On the Farm . . .
what's happening this week from 1/21/16.
This week saw the birth of the first baby goat of 2016. Rosa birthed her first, a billy or boy. We are having disagreements on his name. Some possibilities include: Rory, Rocky, Rufus, or Rosco. I’m really pushing for a name starting with the letter “R.” It helps me remember who’s baby he is, but Aidan and Marlee don’t like any of my ideas. They haven’t come up with any alternatives, so I may soon start calling him one of my choices. After spending months agonizing over my children’s names (Bill wasn’t nearly as concerned as I was) and years of naming goat kids, dogs, kittens and even chickens, I count naming an animal quickly and efficiently as part of my skill set. But it isn't up to just me anymore.
The un-named billy is tiny and adorable. However, his mother seems confused. She birthed him on her own under the cover of night and licked him clean. She calls to him often, seeming to be concerned for his whereabouts, but she is totally adverse to suckling him. He gets close to her swollen udder, and her back legs go up in the air as she jumps away. Sometimes she even turns her head to butt him away, offended by the very idea of nursing. He’s not giving up easily though. His tactic of wearing her down can be an effective strategy for a youngster, as any parent in the checkout lane of a grocery store will tell you.
Bill constructed a small pen for them. It is attached to the main one, and Rosa can see and smell her herd mates while being in close contact with her baby – promoting bonding. We are helping out these first days to make sure the baby stays strong and gets all the benefits of the first milk or colostrum. We give Rosa molasses-sweetened feed while Bill holds her still, and I help the kid find the nipple. So far, Rosa isn’t sold on the idea. She tries to wriggle free or even lies down restricting access.
I can relate to her reluctance. When Liam, my first, was born a few weeks early, eager to nurse but not latching onto my breast, I underwent a seemingly non-stop campaign of nursing and pumping to provide him with nourishment. It actually only lasted a week as he matured quickly and started sucking. A week seems like a miniscule amount of time now, but then, it was never-ending.

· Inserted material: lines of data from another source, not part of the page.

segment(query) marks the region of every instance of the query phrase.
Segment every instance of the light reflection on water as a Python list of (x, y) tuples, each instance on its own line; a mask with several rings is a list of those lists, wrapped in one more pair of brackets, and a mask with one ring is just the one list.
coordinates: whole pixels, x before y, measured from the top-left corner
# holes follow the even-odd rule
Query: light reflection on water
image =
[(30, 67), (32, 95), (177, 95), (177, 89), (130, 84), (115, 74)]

My body was tired from the physical and emotional strains of birth. And then, with barely more than a few moments to catch my breath and bask in the joy of the healthy baby, I faced the challenges of breastfeeding. We were both newbies and had a lot to learn. I can still feel the sting of sore nipples, and the anguish I felt worrying over whether or not I could feed him. Would I let this little guy down? Would Bill be disappointed in my mothering abilities? I cried a lot. It was definitely hard but, in hind site, worth every minute. It made me passionate in my devotion to my children and grateful to be a woman. How else would I have known the great satisfaction and partnership I felt when we did figure it out? I was high on the oxytocin my body produced. I was in love. I felt sorry for my husband as he could only experience the ecstasy of motherhood through me. I was the luckiest person in the world!
I doubt Rosa will have all these feelings, but I know she and her baby will figure out their nursing relationship, too. And it will be one of negotiation, as any relationship is, growing (in all senses of the word!) and satisfaction. Lucky them!
Liam - all grown-up now and veteran participator of many negotiations.